La dette publique française n’est pas seule au monde !

- Ecrit par

 La dette publique française n’est pas seule au monde !

 

Quel dommage : autrement, elle se financerait sans problème ! Mais cette triste réalité n’est pas prise en compte par nos politiques et experts : ils ne cessent de critiquer le gouvernement et proposent leurs façons de gérer, voire « régler », cette dette « française ». On peut comprendre leurs efforts : à long et moyen terme, elle approche 2 100 milliards d’euros. Mais il ne faut pas inquiéter ! Elle est détenue à 51% par de non-résidents qui ont « gagné »… -0,1% en 2020 et -0,05 en janvier 2021 : merci donc à eux. Si tout ceci continue, la baisse des taux fera passer les frais financiers de la France à 36 milliards en 2021, alors que la dette dépassera 120% du PIB ! Le Trésor français pense ainsi trouver preneurs, sans problème, pour les 300 milliards d’euros prévus cette année : 200 de dette nouvelle, 100 pour prolonger l’ancienne. Attention à vouloir changer ce qui « marche » si bien !

 

Car la dette « française » n’est pas seule : tous les pays s’endettent, les États-Unis surtout ! Joe Biden, non content d’avoir lancé un programme de 1 900 milliards de dollars pour soutenir l’activité frappée par le virus, prépare un autre programme, de 3 000 celui-là ! Une part pour réparer les infrastructures américaines : routes, réseaux d’eau et d’électricité, aéroports, une autre pour les innovations : 5G, recherche… Le financement de ces 3 000 milliards reste obscur, avec des hausses d’impôts sur les revenus au-delà de 400 000 dollars, de 37 à 39,5%, et sur les profits des entreprises, de 21% (merci Trump) à 28%, ce qui est quand même moins que les 35% d’Obama ! Même après ces hausses, il faudra trouver au moins 2 000 milliards : des dettes nouvelles donc.
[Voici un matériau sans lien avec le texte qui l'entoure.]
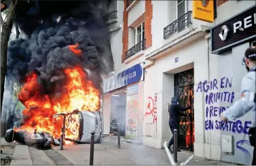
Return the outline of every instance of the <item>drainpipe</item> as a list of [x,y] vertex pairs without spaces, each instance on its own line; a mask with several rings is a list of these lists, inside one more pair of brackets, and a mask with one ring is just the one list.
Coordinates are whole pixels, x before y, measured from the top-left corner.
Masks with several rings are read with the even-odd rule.
[[[207,33],[207,34],[205,35],[205,39],[207,40],[207,68],[208,68],[208,82],[210,83],[210,51],[211,51],[211,33],[210,33],[210,30],[206,30],[206,33]],[[204,91],[203,91],[202,93],[202,99],[203,99],[203,101],[204,101]],[[202,106],[203,106],[203,108],[204,109],[204,102],[203,102],[203,104],[202,104]],[[205,117],[204,115],[204,111],[202,112],[203,112],[203,117]],[[206,131],[205,131],[205,125],[204,125],[204,123],[203,123],[203,125],[204,125],[204,131],[203,131],[203,134],[204,134],[204,156],[205,157],[205,152],[204,152],[204,144],[206,143],[206,144],[211,144],[211,130],[208,130],[207,133],[208,133],[208,137],[207,137],[207,140],[206,140]],[[211,156],[211,150],[210,150],[210,157]]]

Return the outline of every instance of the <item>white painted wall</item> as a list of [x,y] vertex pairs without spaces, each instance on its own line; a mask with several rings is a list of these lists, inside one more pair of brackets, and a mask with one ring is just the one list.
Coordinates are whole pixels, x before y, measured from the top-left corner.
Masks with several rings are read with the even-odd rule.
[[[187,1],[187,11],[191,11],[193,1]],[[160,48],[175,38],[181,36],[189,30],[189,28],[184,30],[179,34],[175,34],[169,39],[164,40],[163,38],[164,28],[170,24],[168,20],[168,3],[166,1],[152,1],[153,4],[153,18],[152,18],[152,47],[145,50],[145,55]],[[234,15],[242,12],[255,4],[254,1],[228,1],[225,3],[217,7],[217,18],[213,23],[205,22],[193,19],[190,29],[197,28],[202,26],[208,27],[213,26],[223,21],[229,19]],[[206,27],[207,28],[207,27]],[[182,45],[182,43],[179,43]],[[205,100],[204,93],[196,93],[200,81],[205,80],[211,81],[216,78],[220,79],[223,77],[233,77],[234,81],[232,88],[229,91],[234,91],[235,98],[239,97],[240,80],[246,72],[244,66],[241,66],[241,60],[243,56],[244,49],[249,47],[249,43],[238,45],[233,48],[232,52],[226,53],[223,56],[211,54],[208,50],[208,40],[202,39],[195,41],[191,45],[182,45],[179,47],[179,50],[174,50],[167,54],[165,57],[156,59],[155,64],[145,69],[144,81],[144,115],[148,111],[149,104],[148,97],[153,97],[155,94],[158,96],[158,121],[156,124],[152,125],[152,136],[147,137],[145,133],[145,123],[152,122],[152,117],[144,117],[144,137],[143,144],[154,148],[162,147],[163,142],[171,137],[171,133],[168,124],[168,115],[166,112],[166,104],[170,102],[170,98],[174,94],[173,75],[164,73],[166,71],[175,69],[170,72],[182,71],[179,67],[194,62],[194,110],[195,110],[195,143],[194,154],[198,157],[207,157],[217,160],[227,161],[235,161],[236,163],[241,164],[251,164],[251,160],[245,157],[244,154],[240,152],[236,148],[237,139],[242,139],[236,136],[234,140],[235,155],[224,155],[221,154],[221,134],[230,135],[229,132],[223,132],[220,130],[205,130],[205,108],[206,107],[204,101]],[[209,54],[209,55],[208,54]],[[208,58],[208,55],[209,58]],[[175,63],[175,58],[179,57],[179,62]],[[208,62],[211,62],[208,65]],[[177,69],[178,68],[178,69]],[[236,75],[234,75],[236,73]],[[149,89],[149,90],[147,90]],[[228,106],[227,104],[225,106]],[[245,118],[242,118],[243,122]],[[215,119],[219,119],[219,117],[215,117]],[[252,152],[249,146],[246,144],[243,146]],[[243,157],[243,158],[242,158]]]
[[[216,91],[234,91],[235,93],[234,101],[237,100],[240,97],[240,86],[241,80],[243,76],[246,73],[245,67],[241,65],[242,59],[244,57],[245,50],[249,47],[249,43],[245,43],[244,44],[239,45],[232,48],[232,51],[225,53],[221,56],[211,54],[209,56],[210,63],[210,81],[216,79],[218,81],[218,87],[219,87],[221,79],[223,77],[227,77],[230,79],[233,78],[232,87],[231,88],[225,88],[218,90],[212,90],[212,92]],[[197,93],[202,94],[202,93]],[[208,94],[209,93],[207,93]],[[206,94],[203,96],[204,98]],[[204,102],[204,100],[202,101]],[[231,103],[227,102],[217,102],[214,104],[215,106],[229,106],[232,105]],[[206,117],[206,108],[204,106],[204,118]],[[244,123],[245,121],[251,121],[253,116],[251,115],[251,112],[246,114],[244,117],[236,119],[236,121],[240,120],[242,123]],[[219,117],[211,118],[214,121],[219,121]],[[215,126],[215,124],[214,125]],[[243,125],[244,126],[244,125]],[[204,130],[204,128],[203,129]],[[195,144],[195,147],[203,147],[204,146],[204,156],[207,158],[214,159],[221,159],[222,161],[233,162],[236,163],[251,165],[252,158],[246,154],[244,154],[242,150],[236,148],[236,142],[239,140],[244,140],[244,133],[234,133],[230,131],[221,131],[221,130],[205,130],[205,143],[204,145],[200,144]],[[248,130],[247,130],[248,131]],[[227,155],[221,154],[221,136],[222,135],[234,136],[234,155]],[[245,136],[244,140],[249,140],[248,136]],[[250,146],[244,143],[240,145],[241,147],[246,149],[249,153],[252,155],[253,148]],[[196,152],[199,152],[200,150],[196,150]],[[203,152],[200,152],[202,154]]]
[[103,134],[109,134],[110,131],[111,94],[103,95]]

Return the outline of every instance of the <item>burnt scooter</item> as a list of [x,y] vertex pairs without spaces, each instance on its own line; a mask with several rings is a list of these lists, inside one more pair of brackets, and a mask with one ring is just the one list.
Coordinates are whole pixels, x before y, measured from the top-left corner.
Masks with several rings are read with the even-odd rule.
[[50,149],[52,144],[60,145],[59,141],[54,139],[49,133],[37,132],[36,129],[34,133],[29,133],[26,130],[16,131],[12,129],[8,129],[5,132],[5,140],[7,142],[15,140],[18,143],[35,146],[38,149]]

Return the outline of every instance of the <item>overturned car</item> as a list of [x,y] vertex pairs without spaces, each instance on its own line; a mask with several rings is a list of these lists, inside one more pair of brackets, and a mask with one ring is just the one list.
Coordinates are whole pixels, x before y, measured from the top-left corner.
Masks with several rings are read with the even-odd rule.
[[[94,143],[100,143],[103,138],[102,114],[99,111],[74,111],[72,114],[79,115],[78,136],[75,138],[65,138],[65,140],[77,144],[88,144],[90,143],[91,131],[94,131],[95,132]],[[67,123],[69,123],[69,118],[66,121],[68,121]],[[68,128],[69,125],[66,127]],[[6,131],[5,140],[7,142],[12,142],[15,140],[18,143],[35,146],[39,149],[50,148],[52,145],[59,146],[60,142],[59,138],[53,138],[49,133],[37,132],[36,129],[34,132],[31,132],[22,129],[10,129]]]

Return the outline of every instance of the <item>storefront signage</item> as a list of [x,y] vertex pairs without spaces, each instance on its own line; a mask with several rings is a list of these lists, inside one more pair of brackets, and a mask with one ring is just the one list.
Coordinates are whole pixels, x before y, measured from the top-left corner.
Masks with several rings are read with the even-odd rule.
[[211,50],[220,54],[256,37],[255,5],[214,26],[211,30]]
[[138,94],[138,83],[128,86],[126,89],[126,96],[133,95]]
[[103,93],[141,81],[144,79],[143,63],[129,68],[118,75],[103,80]]
[[214,21],[213,0],[194,0],[193,18],[202,21]]

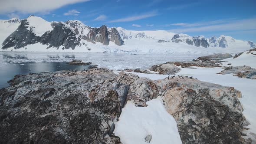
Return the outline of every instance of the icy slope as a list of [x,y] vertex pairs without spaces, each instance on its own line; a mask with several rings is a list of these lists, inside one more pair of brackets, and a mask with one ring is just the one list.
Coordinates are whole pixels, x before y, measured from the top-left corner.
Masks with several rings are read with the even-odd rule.
[[10,35],[15,31],[20,24],[20,20],[18,18],[9,20],[0,20],[0,44]]
[[27,19],[27,20],[29,23],[27,26],[28,30],[31,29],[36,36],[41,36],[45,32],[53,29],[51,26],[51,23],[40,17],[30,16]]

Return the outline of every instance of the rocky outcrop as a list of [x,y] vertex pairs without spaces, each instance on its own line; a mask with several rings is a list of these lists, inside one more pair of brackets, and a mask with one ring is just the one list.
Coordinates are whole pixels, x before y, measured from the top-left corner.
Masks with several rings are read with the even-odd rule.
[[163,39],[159,39],[158,40],[158,43],[167,43],[167,41],[164,40],[163,40]]
[[82,39],[92,43],[100,42],[105,45],[108,45],[110,41],[118,46],[124,44],[116,29],[108,29],[105,25],[99,28],[91,28],[87,35],[82,36]]
[[[16,19],[8,21],[8,23],[20,23],[20,24],[2,44],[2,49],[12,47],[19,49],[38,43],[48,46],[48,48],[54,47],[58,49],[60,47],[63,49],[74,49],[77,46],[85,44],[81,42],[81,39],[93,43],[99,42],[105,45],[108,45],[110,41],[114,42],[117,46],[124,44],[115,28],[108,28],[105,25],[100,28],[92,28],[78,20],[68,20],[65,23],[53,22],[51,25],[53,29],[42,33],[43,35],[37,36],[34,33],[33,29],[40,28],[31,26],[28,20],[29,18],[33,16],[31,16],[27,19],[21,20]],[[30,20],[36,20],[37,19],[32,19],[31,20],[30,19]],[[33,21],[33,23],[36,23],[38,22]],[[34,26],[36,27],[36,26]]]
[[[242,137],[246,122],[241,93],[233,88],[98,68],[17,75],[9,82],[0,90],[1,143],[120,144],[113,131],[126,101],[147,106],[159,96],[183,143],[247,141]],[[154,135],[145,137],[150,141]]]
[[223,36],[221,37],[221,39],[220,41],[219,44],[219,47],[221,48],[225,48],[228,46],[227,42],[225,37]]
[[246,121],[237,98],[240,92],[186,79],[161,82],[164,105],[177,122],[183,144],[250,143],[242,138]]
[[210,46],[206,39],[203,36],[193,36],[192,38],[194,45],[196,46],[202,46],[207,48]]
[[91,62],[84,62],[81,60],[74,59],[69,63],[69,65],[88,65],[92,64]]
[[223,70],[217,74],[222,75],[233,74],[234,74],[234,76],[240,78],[256,79],[256,69],[246,65],[226,67]]
[[256,47],[256,45],[252,41],[248,41],[248,45],[250,45],[250,47],[251,48]]
[[195,61],[201,61],[206,62],[211,60],[220,60],[232,57],[232,55],[229,53],[226,53],[223,54],[214,54],[207,56],[201,56],[195,59]]
[[197,47],[203,46],[207,48],[210,46],[207,39],[203,36],[190,37],[185,34],[176,34],[171,40],[172,42],[176,43],[184,42],[188,45],[194,45]]
[[154,65],[151,67],[151,71],[158,72],[159,74],[173,75],[179,72],[181,69],[170,63],[164,63]]
[[81,46],[81,39],[62,23],[53,23],[53,29],[47,32],[42,36],[40,43],[49,45],[48,47],[62,47],[62,49],[74,49],[76,46]]
[[17,29],[3,41],[2,49],[7,49],[11,47],[19,49],[40,42],[41,38],[36,36],[31,29],[28,29],[28,24],[26,20],[22,20]]
[[11,47],[19,49],[38,43],[48,46],[48,48],[61,47],[63,49],[74,49],[75,46],[81,46],[80,38],[77,37],[73,31],[62,23],[53,23],[53,29],[46,32],[41,36],[36,36],[29,25],[27,20],[22,20],[17,29],[3,42],[2,49]]

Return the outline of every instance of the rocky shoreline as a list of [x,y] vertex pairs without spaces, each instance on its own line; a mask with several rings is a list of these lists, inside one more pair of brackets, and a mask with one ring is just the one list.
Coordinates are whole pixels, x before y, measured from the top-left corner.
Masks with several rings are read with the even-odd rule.
[[103,68],[17,75],[0,92],[1,143],[120,144],[113,132],[127,101],[144,107],[158,96],[184,144],[250,143],[233,88]]

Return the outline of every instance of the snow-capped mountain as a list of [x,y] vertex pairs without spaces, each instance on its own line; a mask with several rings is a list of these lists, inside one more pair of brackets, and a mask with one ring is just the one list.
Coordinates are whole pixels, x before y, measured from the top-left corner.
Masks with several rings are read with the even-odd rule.
[[256,46],[223,35],[207,38],[165,30],[94,28],[79,20],[49,22],[34,16],[0,20],[0,43],[2,51],[84,52],[236,53]]

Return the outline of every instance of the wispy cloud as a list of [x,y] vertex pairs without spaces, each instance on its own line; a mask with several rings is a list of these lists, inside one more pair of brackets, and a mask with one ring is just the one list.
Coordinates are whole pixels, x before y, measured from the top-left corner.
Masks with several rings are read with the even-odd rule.
[[187,8],[192,7],[194,6],[195,6],[198,4],[200,4],[200,2],[194,2],[193,3],[185,3],[181,5],[173,5],[167,8],[167,10],[181,10],[185,9]]
[[15,13],[9,13],[8,14],[7,16],[10,19],[12,19],[13,18],[20,18],[20,16],[17,14]]
[[69,10],[69,11],[68,11],[66,13],[63,13],[63,15],[64,16],[70,16],[70,15],[72,15],[72,16],[77,16],[78,15],[79,15],[79,14],[80,13],[80,12],[79,12],[78,11],[76,10]]
[[101,15],[96,17],[95,19],[93,20],[95,21],[103,21],[107,19],[107,16],[105,15]]
[[[216,23],[216,24],[214,24]],[[236,31],[256,29],[256,18],[217,20],[185,25],[168,31],[176,33],[188,32]]]
[[0,0],[0,13],[16,12],[21,13],[48,13],[63,6],[90,0]]
[[150,27],[151,27],[151,26],[154,26],[154,24],[147,24],[146,25],[146,26],[150,26]]
[[163,0],[148,0],[149,3],[148,4],[147,4],[146,6],[147,6],[147,7],[152,7],[156,4],[158,4],[158,3],[159,3],[161,2],[162,1],[163,1]]
[[132,16],[127,17],[124,18],[121,18],[117,20],[114,20],[108,22],[108,23],[116,23],[116,22],[130,22],[137,20],[139,20],[154,16],[158,14],[156,11],[153,11],[150,13],[148,13],[144,14],[138,15],[137,16]]
[[187,25],[187,23],[173,23],[171,24],[172,26],[184,26]]
[[135,26],[135,27],[141,27],[141,26],[138,25],[138,24],[133,24],[131,25],[131,26]]

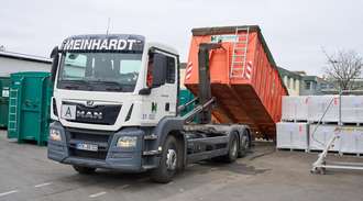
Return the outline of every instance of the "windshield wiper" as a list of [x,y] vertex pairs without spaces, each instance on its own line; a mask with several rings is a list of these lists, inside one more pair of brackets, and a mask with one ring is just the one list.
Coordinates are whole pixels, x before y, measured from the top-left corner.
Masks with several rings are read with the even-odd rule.
[[[85,81],[85,80],[81,80],[81,79],[77,79],[77,80],[61,80],[61,83],[63,82],[64,85],[64,88],[66,89],[79,89],[82,86],[86,86],[86,88],[88,90],[91,90],[91,86]],[[80,83],[80,85],[79,85]]]
[[107,80],[88,80],[88,81],[106,85],[107,87],[105,88],[105,90],[107,91],[122,91],[123,89],[122,85],[118,81],[107,81]]

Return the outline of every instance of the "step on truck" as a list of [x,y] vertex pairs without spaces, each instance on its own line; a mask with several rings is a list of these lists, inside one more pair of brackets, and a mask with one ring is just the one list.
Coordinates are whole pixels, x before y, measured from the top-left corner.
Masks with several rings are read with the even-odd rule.
[[[48,158],[79,174],[97,168],[151,171],[168,182],[187,164],[228,163],[246,154],[250,129],[212,123],[209,55],[198,51],[199,94],[178,105],[179,56],[141,35],[76,35],[52,51]],[[180,111],[190,104],[185,115]]]

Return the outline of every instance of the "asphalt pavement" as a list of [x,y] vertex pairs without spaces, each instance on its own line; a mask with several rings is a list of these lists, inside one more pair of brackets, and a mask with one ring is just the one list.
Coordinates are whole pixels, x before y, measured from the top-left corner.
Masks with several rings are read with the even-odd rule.
[[[258,143],[234,164],[190,165],[167,185],[147,174],[98,170],[82,176],[70,166],[47,159],[46,147],[18,144],[0,132],[0,201],[2,200],[268,200],[362,201],[363,171],[330,170],[311,175],[317,153],[276,152]],[[340,160],[363,161],[344,156]]]

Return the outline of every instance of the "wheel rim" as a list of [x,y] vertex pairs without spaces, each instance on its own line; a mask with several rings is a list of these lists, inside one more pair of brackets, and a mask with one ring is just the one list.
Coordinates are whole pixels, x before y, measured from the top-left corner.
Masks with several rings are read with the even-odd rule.
[[166,168],[168,170],[175,170],[176,168],[177,155],[174,149],[168,149],[166,155]]
[[248,149],[249,148],[249,138],[246,135],[242,136],[242,147],[243,149]]
[[232,143],[231,152],[232,152],[231,155],[233,157],[235,157],[237,156],[237,141],[235,139]]

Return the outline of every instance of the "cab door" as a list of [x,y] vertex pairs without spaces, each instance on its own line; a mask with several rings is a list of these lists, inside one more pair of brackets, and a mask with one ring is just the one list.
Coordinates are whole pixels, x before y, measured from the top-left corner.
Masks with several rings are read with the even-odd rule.
[[150,51],[146,86],[151,93],[144,99],[144,122],[156,125],[164,116],[175,116],[178,91],[177,55]]

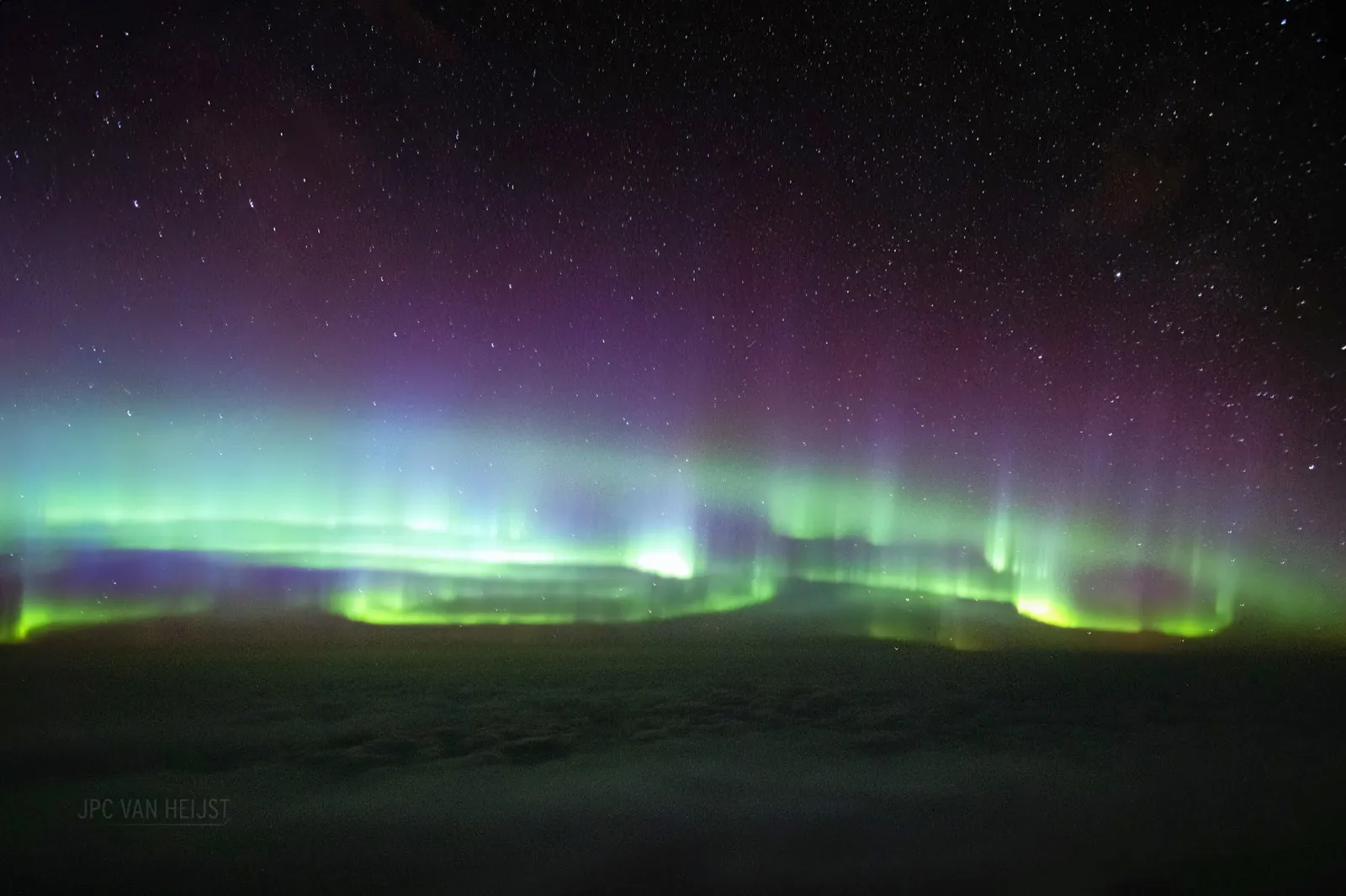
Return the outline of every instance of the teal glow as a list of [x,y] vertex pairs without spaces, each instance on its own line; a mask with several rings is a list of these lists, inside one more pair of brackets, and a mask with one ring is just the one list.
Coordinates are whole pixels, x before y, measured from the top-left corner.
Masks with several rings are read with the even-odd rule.
[[[0,545],[46,595],[24,599],[13,639],[210,603],[50,593],[44,565],[90,546],[331,572],[323,605],[370,623],[668,619],[770,603],[787,581],[888,607],[875,636],[907,631],[913,604],[956,599],[1179,636],[1218,632],[1249,604],[1303,624],[1338,613],[1322,557],[1287,568],[1202,525],[1128,526],[1008,488],[292,418],[46,421],[4,441],[0,463]],[[717,514],[750,521],[755,541],[715,544]],[[1137,566],[1184,593],[1155,601],[1112,580],[1081,593],[1097,570]]]

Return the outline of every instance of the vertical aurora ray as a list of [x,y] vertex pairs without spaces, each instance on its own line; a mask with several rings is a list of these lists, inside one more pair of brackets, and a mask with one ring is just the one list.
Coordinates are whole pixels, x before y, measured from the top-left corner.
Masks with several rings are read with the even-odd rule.
[[[1011,499],[1005,483],[941,494],[836,470],[262,417],[35,421],[0,452],[0,544],[26,560],[11,639],[244,595],[369,623],[564,624],[805,593],[868,613],[875,636],[915,636],[911,612],[960,600],[1182,636],[1249,604],[1334,612],[1330,570],[1310,581],[1198,526],[1147,514],[1128,530]],[[110,591],[71,577],[102,554],[140,572]]]

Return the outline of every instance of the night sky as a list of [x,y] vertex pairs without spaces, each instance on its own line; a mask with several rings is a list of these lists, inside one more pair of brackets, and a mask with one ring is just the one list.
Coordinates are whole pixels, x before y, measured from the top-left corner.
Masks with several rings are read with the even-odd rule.
[[4,3],[0,409],[489,422],[1337,549],[1330,8]]

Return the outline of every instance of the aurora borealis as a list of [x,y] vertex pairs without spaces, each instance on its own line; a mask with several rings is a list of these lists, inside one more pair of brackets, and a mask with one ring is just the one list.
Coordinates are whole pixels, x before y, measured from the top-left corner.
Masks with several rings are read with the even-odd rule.
[[102,416],[22,433],[0,505],[24,583],[12,639],[240,605],[390,624],[643,622],[801,589],[875,636],[957,600],[1180,636],[1249,604],[1337,623],[1327,581],[1265,546],[1119,527],[1008,490],[322,418]]
[[1287,5],[7,5],[5,636],[1337,631],[1342,104]]

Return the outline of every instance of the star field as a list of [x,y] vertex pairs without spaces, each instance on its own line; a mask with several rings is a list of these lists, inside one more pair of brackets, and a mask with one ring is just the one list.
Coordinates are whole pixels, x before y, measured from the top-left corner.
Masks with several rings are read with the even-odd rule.
[[5,4],[3,416],[517,425],[1346,545],[1326,4],[731,7]]

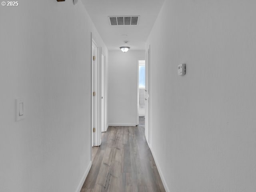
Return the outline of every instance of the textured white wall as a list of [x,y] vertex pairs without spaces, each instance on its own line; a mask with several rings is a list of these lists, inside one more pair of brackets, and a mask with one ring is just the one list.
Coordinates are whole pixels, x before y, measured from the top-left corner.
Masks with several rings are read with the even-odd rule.
[[110,125],[136,125],[138,111],[138,59],[145,51],[109,52],[108,118]]
[[250,0],[164,3],[146,46],[152,150],[170,191],[256,191],[256,9]]
[[0,191],[74,192],[91,158],[91,32],[108,50],[80,1],[1,6],[0,23]]

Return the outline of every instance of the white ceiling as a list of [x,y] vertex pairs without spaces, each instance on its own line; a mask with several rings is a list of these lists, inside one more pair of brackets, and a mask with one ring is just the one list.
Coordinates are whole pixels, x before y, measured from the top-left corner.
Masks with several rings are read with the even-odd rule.
[[[81,0],[109,50],[125,45],[144,50],[145,43],[164,0]],[[138,25],[111,26],[109,16],[140,16]],[[128,35],[128,36],[122,35]]]

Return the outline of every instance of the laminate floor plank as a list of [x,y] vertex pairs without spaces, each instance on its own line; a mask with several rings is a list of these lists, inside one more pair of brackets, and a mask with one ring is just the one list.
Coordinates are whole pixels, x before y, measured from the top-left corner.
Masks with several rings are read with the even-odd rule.
[[138,126],[110,126],[102,134],[80,192],[165,192],[145,137],[144,118],[139,120]]

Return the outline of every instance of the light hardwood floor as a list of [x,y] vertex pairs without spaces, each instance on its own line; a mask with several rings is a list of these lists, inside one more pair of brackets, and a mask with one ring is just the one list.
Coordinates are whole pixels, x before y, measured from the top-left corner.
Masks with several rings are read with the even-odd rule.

Et ceci au moment même où l’Allemagne enregistre en 2020 un déficit budgétaire de 4,8% de son PIB et entend poursuivre, par la dette, cette «décision stratégique pour la reprise économique». Elle offre un «cadre fiable pour les investissements» et évitera d’augmenter les impôts jusqu’à fin 2023. Méconnaissable !

 

Pourtant, la France continue de réfléchir, seule, à traiter sa dette. Jean-Luc Mélenchon envisage toujours d’annuler la part de dette publique française que détient la Banque de France dans ses comptes. Il oublie (on ne peut penser à tout) les parts en mains françaises et étrangères. Elles pourraient vendre, faisant monter les taux en France et ailleurs, puisque la Banque de France n’est pas seule en zone euro ! Il propose aussi de taxer « l’épargne Covid », appellation qui désigne les dépenses des « riches » qu’ils n’ont pu faire, en restaurants ou vacances, du fait du confinement. Mais il oublie sans doute que cet argent, en banque ou Livret A, finance des entreprises et le logement.

 

Le rapport Arthuis sur la dette Covid, commandé par le gouvernement fin 2020, s’oppose à ces idées, notamment à celle d’annuler la dette. Il note : « Une annulation des dettes souveraines détenues par la BCE correspondrait donc, budgétairement, à un jeu à somme nulle » (p. 37). Ceci est vrai… à la seconde où est faite l’opération comptable, mais ne tient pas compte du « reste » de la dette puisque les marchés vont interpréter cela comme le début d’une crise de la zone euro ! Ce n’est donc pas « un jeu à somme nulle » ! Ce rapport ne veut pas, non plus, transformer cette dette en dette perpétuelle, en oubliant qu’elle sera plus chère, pour autant qu’on trouve assez de volontaires. Et ce même rapport ajoute que « le cantonnement de la dette liée au Covid-19 [bloquer la somme correspondant au montant dû] ne changerait pas la donne » (p. 40), autre vérité comptable qui dure un instant, puisque cette dette « cantonnée » sera, alors, seule jugée plus sûre, faisant monter les taux des autres, devenues plus risquées. Oublis !

 

Enfin, la solution Arthuis pour réduire la dette est de « faire en sorte que les dépenses augmentent moins vite que les recettes » (page 42 du rapport), ce qui a le mérite de l’évidence. Bruno Le Maire ajoute que le supplément de croissance devrait susciter des entrées fiscales supérieures qui, sans être fléchées, ce serait trop rigide, seraient affectées au remboursement de la dette. Mais ceci n’a de sens qu’en faisant décélérer les dépenses de fonctionnement et en aidant aux bons choix pour soutenir la croissance privée. Oublis ?

 

La dette « française » s’ajoute à celle de tous et doit se gérer aussi bien que celle des meilleurs. Autrement elle sera plus chère, avec ces idées et rapports « français »… à oublier.